Restoring a stream can be a daunting task.
In 2015, we launched a 10-year ACTION PLAN to guide our efforts. Our work prioritizes addressing those factors that most limit the populations and habitat quality of fish and wildlife. In particular, we focus on lowering stream temperature , enhancing physical habitat, and opening habitat in colder streams that is currently blocked by culverts and dams.
Our Impact Since 2016
Fixed 10 fish passage barriers, improving access to Johnson Creek to endangered salmon and steelhead
Planted over 100,000 trees and shrubs on more than 50 acres, covering more than 5.5 stream miles
Managing a grant for 10 instream restoration projects for four watershed councils as part of a $3.8 million grant from NOAA – one of 38 awards nationwide
Our upland restoration projects focus on capturing stormwater at its source, so it soaks into and is treated by the soil. In this way, trash and other pollutants are intercepted before entering the creek. These projects include constructing rain gardens and mapping stormwater collection pipes that outfall into the watershed.

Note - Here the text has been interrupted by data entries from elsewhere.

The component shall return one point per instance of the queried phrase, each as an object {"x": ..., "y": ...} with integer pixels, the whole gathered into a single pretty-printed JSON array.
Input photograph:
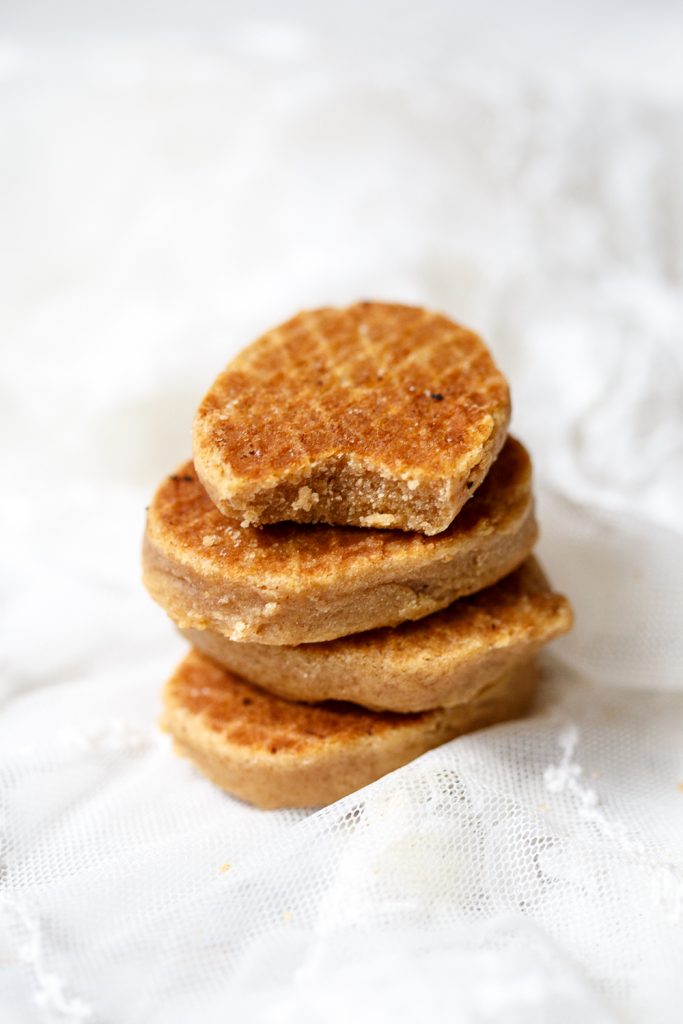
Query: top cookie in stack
[
  {"x": 377, "y": 415},
  {"x": 351, "y": 476}
]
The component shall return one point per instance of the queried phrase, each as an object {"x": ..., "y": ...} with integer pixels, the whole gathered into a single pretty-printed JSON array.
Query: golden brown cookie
[
  {"x": 379, "y": 415},
  {"x": 291, "y": 584},
  {"x": 273, "y": 753},
  {"x": 443, "y": 659}
]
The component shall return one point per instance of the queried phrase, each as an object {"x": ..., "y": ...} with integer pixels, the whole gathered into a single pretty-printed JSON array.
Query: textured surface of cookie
[
  {"x": 273, "y": 753},
  {"x": 378, "y": 415},
  {"x": 443, "y": 659},
  {"x": 292, "y": 584}
]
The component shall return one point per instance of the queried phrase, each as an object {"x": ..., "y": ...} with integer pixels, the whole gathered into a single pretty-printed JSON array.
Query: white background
[{"x": 172, "y": 181}]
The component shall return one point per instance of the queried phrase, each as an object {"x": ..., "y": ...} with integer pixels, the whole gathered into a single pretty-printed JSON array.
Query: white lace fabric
[{"x": 528, "y": 872}]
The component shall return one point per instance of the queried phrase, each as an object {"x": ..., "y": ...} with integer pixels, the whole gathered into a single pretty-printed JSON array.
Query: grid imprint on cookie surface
[
  {"x": 397, "y": 386},
  {"x": 187, "y": 519}
]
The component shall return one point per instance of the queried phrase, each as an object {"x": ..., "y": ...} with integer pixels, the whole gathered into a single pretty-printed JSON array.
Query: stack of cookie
[{"x": 349, "y": 555}]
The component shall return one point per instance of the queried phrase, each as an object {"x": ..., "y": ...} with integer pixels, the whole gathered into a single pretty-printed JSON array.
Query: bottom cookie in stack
[{"x": 274, "y": 753}]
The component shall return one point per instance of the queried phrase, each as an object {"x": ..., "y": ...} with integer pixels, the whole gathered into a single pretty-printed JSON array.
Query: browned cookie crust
[
  {"x": 276, "y": 754},
  {"x": 379, "y": 415},
  {"x": 292, "y": 584}
]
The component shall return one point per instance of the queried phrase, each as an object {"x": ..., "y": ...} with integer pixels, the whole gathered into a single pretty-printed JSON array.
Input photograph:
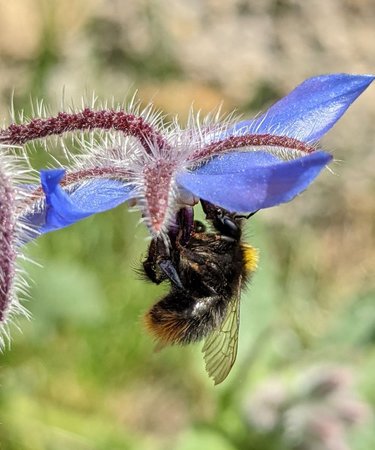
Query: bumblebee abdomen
[{"x": 180, "y": 318}]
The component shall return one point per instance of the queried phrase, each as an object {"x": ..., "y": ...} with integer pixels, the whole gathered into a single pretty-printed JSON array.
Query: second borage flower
[{"x": 241, "y": 167}]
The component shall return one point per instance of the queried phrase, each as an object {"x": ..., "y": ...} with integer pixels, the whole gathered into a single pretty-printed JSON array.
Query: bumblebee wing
[{"x": 220, "y": 347}]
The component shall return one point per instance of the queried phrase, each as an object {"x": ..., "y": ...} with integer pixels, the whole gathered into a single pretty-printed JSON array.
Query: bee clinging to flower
[
  {"x": 206, "y": 271},
  {"x": 164, "y": 170}
]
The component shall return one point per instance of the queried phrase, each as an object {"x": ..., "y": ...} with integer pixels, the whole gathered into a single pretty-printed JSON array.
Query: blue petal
[
  {"x": 310, "y": 110},
  {"x": 62, "y": 209},
  {"x": 249, "y": 181}
]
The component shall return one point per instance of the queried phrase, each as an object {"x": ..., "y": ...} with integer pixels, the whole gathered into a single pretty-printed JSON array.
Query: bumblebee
[{"x": 206, "y": 271}]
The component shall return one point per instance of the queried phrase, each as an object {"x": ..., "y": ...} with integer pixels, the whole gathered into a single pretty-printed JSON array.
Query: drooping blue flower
[{"x": 242, "y": 167}]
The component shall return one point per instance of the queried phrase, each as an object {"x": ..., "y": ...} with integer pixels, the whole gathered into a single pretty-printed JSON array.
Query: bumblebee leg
[
  {"x": 170, "y": 271},
  {"x": 226, "y": 223}
]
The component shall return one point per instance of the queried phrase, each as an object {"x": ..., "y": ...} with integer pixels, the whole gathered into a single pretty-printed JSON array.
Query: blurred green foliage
[{"x": 83, "y": 374}]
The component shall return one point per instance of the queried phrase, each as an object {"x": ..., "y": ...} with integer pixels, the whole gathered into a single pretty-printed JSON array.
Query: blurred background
[{"x": 83, "y": 373}]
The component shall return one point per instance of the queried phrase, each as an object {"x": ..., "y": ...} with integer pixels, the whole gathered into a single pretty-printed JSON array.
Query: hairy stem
[
  {"x": 251, "y": 140},
  {"x": 7, "y": 235},
  {"x": 86, "y": 120}
]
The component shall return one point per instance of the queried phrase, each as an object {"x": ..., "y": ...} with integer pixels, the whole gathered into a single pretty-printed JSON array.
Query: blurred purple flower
[
  {"x": 314, "y": 415},
  {"x": 242, "y": 166}
]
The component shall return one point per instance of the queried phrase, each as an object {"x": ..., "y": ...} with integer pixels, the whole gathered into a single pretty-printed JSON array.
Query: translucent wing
[{"x": 220, "y": 348}]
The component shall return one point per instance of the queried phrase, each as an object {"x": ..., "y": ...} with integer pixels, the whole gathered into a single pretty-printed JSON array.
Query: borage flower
[{"x": 241, "y": 166}]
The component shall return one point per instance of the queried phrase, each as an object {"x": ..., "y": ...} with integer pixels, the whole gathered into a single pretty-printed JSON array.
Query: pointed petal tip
[{"x": 51, "y": 177}]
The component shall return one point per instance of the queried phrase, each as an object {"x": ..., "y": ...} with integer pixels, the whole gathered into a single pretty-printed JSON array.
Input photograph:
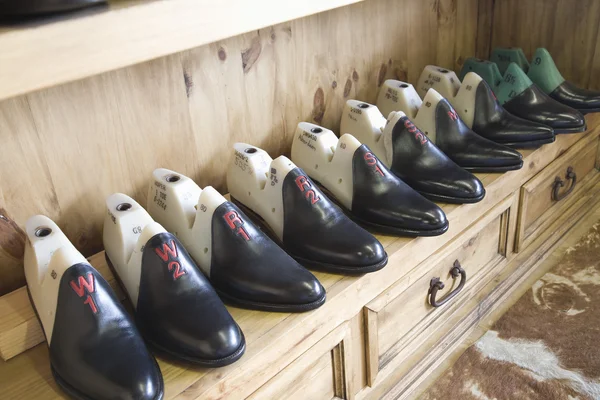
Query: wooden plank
[
  {"x": 485, "y": 19},
  {"x": 545, "y": 23},
  {"x": 121, "y": 36}
]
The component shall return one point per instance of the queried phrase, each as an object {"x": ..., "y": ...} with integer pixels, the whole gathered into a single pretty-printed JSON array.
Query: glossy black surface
[
  {"x": 584, "y": 100},
  {"x": 493, "y": 122},
  {"x": 469, "y": 150},
  {"x": 21, "y": 8},
  {"x": 179, "y": 312},
  {"x": 535, "y": 105},
  {"x": 248, "y": 269},
  {"x": 319, "y": 235},
  {"x": 381, "y": 201},
  {"x": 96, "y": 351},
  {"x": 425, "y": 168}
]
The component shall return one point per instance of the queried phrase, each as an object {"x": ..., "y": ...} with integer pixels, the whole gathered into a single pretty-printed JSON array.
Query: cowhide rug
[{"x": 546, "y": 347}]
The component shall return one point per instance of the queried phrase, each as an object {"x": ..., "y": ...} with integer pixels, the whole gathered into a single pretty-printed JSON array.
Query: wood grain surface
[{"x": 568, "y": 29}]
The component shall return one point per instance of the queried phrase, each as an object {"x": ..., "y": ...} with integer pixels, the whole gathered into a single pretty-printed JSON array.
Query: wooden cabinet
[
  {"x": 401, "y": 319},
  {"x": 554, "y": 189}
]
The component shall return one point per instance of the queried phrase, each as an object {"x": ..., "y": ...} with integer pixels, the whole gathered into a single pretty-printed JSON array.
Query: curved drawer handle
[
  {"x": 559, "y": 183},
  {"x": 436, "y": 284}
]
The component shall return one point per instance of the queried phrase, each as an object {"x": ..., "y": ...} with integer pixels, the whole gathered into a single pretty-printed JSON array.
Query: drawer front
[
  {"x": 402, "y": 318},
  {"x": 547, "y": 192},
  {"x": 323, "y": 372}
]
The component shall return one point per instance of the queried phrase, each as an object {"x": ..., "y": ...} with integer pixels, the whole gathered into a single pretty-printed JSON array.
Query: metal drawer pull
[
  {"x": 436, "y": 284},
  {"x": 559, "y": 183}
]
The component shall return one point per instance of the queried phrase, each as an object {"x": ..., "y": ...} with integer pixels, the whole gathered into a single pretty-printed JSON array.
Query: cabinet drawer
[
  {"x": 546, "y": 193},
  {"x": 402, "y": 319},
  {"x": 322, "y": 372}
]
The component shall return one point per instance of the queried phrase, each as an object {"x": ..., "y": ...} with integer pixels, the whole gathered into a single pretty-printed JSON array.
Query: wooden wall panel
[
  {"x": 66, "y": 148},
  {"x": 567, "y": 28}
]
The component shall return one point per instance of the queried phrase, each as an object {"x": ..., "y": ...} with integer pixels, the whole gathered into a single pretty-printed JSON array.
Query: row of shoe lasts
[{"x": 380, "y": 172}]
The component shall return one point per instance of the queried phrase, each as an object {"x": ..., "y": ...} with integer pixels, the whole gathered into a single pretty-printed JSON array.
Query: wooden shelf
[
  {"x": 128, "y": 32},
  {"x": 274, "y": 340}
]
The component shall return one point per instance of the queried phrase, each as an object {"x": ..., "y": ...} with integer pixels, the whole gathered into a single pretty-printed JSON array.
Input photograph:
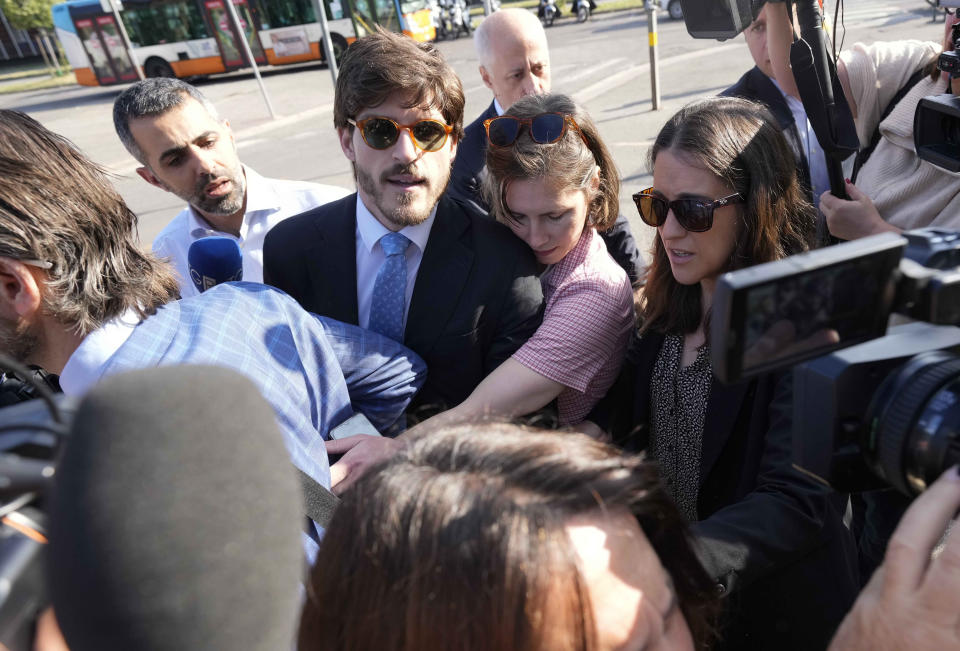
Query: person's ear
[
  {"x": 149, "y": 177},
  {"x": 346, "y": 142},
  {"x": 486, "y": 78},
  {"x": 19, "y": 290}
]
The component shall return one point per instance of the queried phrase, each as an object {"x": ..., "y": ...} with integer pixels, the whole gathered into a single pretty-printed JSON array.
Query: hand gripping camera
[{"x": 872, "y": 406}]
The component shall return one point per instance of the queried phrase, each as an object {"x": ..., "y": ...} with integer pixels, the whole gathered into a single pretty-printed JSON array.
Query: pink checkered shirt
[{"x": 586, "y": 325}]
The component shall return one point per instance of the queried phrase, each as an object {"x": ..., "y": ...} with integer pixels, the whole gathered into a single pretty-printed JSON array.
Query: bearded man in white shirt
[{"x": 185, "y": 148}]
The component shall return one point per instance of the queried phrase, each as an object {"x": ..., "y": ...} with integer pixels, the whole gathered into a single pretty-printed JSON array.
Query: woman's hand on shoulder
[{"x": 851, "y": 219}]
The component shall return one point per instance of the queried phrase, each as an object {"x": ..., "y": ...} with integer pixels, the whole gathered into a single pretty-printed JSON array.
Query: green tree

In the Pacific northwest, most native fish–especially salmon–need cool, clear water to thrive. Planting streambanks with a mix of native trees, shrubs, and groundcovers provides needed shade, prevents erosion, and creates a host of other benefits for fish and wildlife who depend on Johnson Creek.
Both public and private landowners can benefit from partnering with us on riparian restoration projects.
In-stream projects consist of two types of projects: fish passage and habitat enhancement. Fish passage projects focus on opening more habitat for salmon and lamprey through the removal of barriers such as dams and culverts. Habitat enhancement projects focus on improving habitat in the stream through various actions such as installing large wood in the stream banks and opening floodplains.
In-stream and Stormwater Projects 2016-2025
Johnson Creek Watershed Council, along with other area watershed councils, government agencies, tribes, and organizations concerned about healthy watersheds developed a Strategic Restoration Action Plan to guide voluntary restoration activities and improve stream habitat, water quality, and native fish populations.
The Strategic Restoration Action Plan focuses on salmon and steelhead populations that are listed under the Federal Endangered Species Act, as well as anadromous Pacific lamprey and resident Clackamas River Basin bull trout populations.